Consistency of the model with operational perceptions of wildlife health experts
We conducted two separate expert opinion processes, one focused on caribou and the other on Pacific salmon, specifically sockeye salmon, to test whether the candidate DOH were consistent with how experts perceived wildlife health. We identified experts using peer-referential techniques (Penrod et al. 2003; Christopoulos 2009). The Environment and Natural Resources Department (ENRD; Government of the Northwest Territories) provided an initial list of caribou experts. Each expert was contacted by email with a follow-up phone call and given an opportunity to provide names of additional experts. Because this was a small group of experts, only three levels of referrals were required using snowball sampling (Christopoulos 2009). A total of 34 experts were identified by their peers. Contact information was secured for 31 and 11 participated.
A similar process was used for the sockeye salmon study with an initial list of experts in Pacific salmon biology derived from the staff scientist directory for the Department of Fisheries and Oceans Canada (DFO), Pacific Science Branch, Pacific Biological Station. This list was evaluated by an independent fisheries biologist familiar with the science employees at the Pacific Biological Station to further refine the list to those with background knowledge on salmon health or resilience. Experts were contacted through email to request their participation and to nominate up to three colleagues. A total of 38 DFO staff or contractors in salmon research were contacted to request their participation and 12 completed the exercise.
A diagrammatic approach to network analysis was used to identify the type and interrelationships of determinants of caribou and salmon health deemed important by the experts based on their personal and professional judgment and experience. This approach can provide insight into the opinions of experts on complex issues, specifically as to how different factors interrelate (Campbell and Muncer 2005; White 2008). Caribou experts all participated remotely via email. A face-to-face meeting was offered to the salmon experts, with nine of the 11 completing their assignments at that meeting and two of the 11 communicating only via email.
The participants were each asked to draw a diagram of the direction, interrelationships, and relative impacts of the various factors they believed to determine caribou or salmon health, depending on their expertise. Before beginning the diagram component of the exercise, participants were given a brief description of our perspective of health as the ability, or capacity, to realize full function, satisfy daily needs, and adapt to or cope with changing environments. We also drew their attention to the similarity of this perspective with the concept of resilience. Caribou experts were asked to consider a population of barren ground caribou in the Northwest Territories. Salmon experts were to consider a population of marine adult Fraser River sockeye salmon (Oncorhynchus nerka). For the salmon, a geographic boundary, the Strait of Georgia, was collectively agreed upon by the experts during the in-person session and was shared with the remote participants.
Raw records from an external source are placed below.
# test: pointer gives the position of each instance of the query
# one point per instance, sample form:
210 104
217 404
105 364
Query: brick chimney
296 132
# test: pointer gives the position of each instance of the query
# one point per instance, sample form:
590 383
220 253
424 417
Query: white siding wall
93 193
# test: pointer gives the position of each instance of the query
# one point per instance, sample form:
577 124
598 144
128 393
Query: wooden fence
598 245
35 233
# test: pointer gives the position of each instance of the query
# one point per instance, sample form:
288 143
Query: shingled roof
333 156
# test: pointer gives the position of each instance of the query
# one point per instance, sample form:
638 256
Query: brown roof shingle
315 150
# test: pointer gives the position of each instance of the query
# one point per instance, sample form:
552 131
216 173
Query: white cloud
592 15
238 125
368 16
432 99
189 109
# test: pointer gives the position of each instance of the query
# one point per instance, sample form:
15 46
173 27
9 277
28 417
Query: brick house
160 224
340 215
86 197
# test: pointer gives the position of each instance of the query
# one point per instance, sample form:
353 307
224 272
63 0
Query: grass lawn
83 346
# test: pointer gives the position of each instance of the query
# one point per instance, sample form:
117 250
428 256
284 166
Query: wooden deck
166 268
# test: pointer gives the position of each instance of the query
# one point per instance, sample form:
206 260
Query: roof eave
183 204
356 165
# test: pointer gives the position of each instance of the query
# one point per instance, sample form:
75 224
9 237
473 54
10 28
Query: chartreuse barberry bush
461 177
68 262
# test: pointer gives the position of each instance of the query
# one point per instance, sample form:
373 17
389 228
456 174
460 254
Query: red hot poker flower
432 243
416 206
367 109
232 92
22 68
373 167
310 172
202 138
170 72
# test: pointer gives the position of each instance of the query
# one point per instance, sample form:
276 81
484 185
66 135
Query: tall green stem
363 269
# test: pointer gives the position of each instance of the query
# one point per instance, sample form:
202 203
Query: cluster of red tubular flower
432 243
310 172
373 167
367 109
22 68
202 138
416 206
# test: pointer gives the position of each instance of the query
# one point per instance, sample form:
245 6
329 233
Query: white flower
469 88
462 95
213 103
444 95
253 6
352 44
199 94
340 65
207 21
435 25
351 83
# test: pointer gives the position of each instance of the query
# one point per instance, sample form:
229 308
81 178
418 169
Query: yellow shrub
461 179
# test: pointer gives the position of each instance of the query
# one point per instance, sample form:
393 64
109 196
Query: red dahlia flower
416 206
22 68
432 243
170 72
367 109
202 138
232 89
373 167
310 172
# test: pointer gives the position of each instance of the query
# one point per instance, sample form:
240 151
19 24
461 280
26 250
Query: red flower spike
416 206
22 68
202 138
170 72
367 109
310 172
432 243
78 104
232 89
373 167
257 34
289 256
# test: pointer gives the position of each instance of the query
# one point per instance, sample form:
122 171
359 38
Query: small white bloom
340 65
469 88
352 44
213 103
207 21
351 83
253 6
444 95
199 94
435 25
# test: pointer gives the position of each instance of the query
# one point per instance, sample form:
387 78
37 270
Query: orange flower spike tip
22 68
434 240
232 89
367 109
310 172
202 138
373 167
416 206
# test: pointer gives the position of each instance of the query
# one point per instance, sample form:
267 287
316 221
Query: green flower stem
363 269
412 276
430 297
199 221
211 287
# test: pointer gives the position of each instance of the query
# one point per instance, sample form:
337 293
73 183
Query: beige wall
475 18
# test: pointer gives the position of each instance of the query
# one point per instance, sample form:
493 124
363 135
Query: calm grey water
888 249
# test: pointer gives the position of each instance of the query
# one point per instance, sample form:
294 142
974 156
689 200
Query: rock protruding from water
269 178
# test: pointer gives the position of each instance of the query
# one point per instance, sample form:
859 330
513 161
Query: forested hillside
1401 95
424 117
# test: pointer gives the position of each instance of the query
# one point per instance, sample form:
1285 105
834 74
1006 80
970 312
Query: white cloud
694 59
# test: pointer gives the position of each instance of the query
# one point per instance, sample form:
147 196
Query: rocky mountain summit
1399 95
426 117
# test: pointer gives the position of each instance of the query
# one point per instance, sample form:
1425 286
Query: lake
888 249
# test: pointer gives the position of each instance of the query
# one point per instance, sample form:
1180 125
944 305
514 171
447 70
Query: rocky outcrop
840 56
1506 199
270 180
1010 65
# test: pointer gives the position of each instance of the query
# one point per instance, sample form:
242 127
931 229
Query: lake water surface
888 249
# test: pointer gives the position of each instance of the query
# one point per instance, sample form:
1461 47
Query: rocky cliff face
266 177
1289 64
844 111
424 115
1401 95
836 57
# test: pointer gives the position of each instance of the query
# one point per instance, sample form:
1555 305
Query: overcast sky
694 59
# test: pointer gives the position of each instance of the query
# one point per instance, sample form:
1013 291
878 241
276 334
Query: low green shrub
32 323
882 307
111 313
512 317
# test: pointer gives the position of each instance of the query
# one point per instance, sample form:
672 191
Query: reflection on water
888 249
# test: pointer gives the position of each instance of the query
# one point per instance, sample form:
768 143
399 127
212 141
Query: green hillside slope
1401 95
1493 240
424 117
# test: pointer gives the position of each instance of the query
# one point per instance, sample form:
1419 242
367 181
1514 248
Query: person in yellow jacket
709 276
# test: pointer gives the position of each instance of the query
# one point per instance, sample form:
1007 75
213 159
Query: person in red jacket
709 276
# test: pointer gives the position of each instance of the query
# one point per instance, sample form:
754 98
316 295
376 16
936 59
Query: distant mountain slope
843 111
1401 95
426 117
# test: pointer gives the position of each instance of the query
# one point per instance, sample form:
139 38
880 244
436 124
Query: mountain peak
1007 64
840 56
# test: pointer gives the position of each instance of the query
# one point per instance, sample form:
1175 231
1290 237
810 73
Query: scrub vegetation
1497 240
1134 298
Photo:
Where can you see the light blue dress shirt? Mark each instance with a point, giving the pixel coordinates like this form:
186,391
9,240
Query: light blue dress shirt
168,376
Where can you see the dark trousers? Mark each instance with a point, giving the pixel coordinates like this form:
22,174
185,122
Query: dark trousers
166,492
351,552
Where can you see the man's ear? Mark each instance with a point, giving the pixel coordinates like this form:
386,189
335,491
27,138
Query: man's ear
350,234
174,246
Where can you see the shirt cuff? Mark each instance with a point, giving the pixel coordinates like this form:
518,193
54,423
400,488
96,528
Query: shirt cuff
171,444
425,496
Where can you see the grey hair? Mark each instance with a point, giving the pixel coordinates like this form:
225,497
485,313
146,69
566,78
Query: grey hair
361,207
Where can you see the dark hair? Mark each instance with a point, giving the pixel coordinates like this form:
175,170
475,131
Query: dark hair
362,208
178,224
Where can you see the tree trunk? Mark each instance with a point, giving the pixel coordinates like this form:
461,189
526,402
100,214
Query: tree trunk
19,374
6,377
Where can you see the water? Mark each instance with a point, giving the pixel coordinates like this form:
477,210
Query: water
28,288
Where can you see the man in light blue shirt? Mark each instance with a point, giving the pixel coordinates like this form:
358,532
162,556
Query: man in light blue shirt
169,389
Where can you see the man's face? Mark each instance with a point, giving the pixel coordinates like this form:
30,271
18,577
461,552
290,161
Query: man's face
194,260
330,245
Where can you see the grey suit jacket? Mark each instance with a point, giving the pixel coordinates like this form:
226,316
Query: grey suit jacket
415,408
Participants were given a list of factors identified during the thematic analysis for the literature-based model. Experts could include any, all, or none of the provided factors in their diagrams and had the option to add additional factors as they saw fit. With ‘health’ written in the center of the page, the experts wrote down the factors in the surrounding space. The experts were then instructed to draw an arrow between their chosen factors and health in the center to represent the causal relationships they believed to exist. For each relationship, a plus or minus (+, –) was added to denote whether the factor had a positive or negative impact on the outcome. Finally, experts provided an impact score between 1 and 10 for each relationship to denote the size of the impact that the factor had on the outcome (1=small or negligible impact, 10=very large impact). Participants were informed that the impact scores would be used to identify which relationships within the networks were likely to have the largest impact on health. The salmon experts requested the ability to note differences in relationships in the network for juvenile freshwater Fraser River sockeye salmon, if they existed, using an alternate color on the diagram. Finally, the experts were asked on what source of knowledge their answers were based, using the categories of experience in the field, traditional knowledge, scientific literature, intuition, common sense, anecdotal evidence, and not sure. For this question, the experts could select up to three sources.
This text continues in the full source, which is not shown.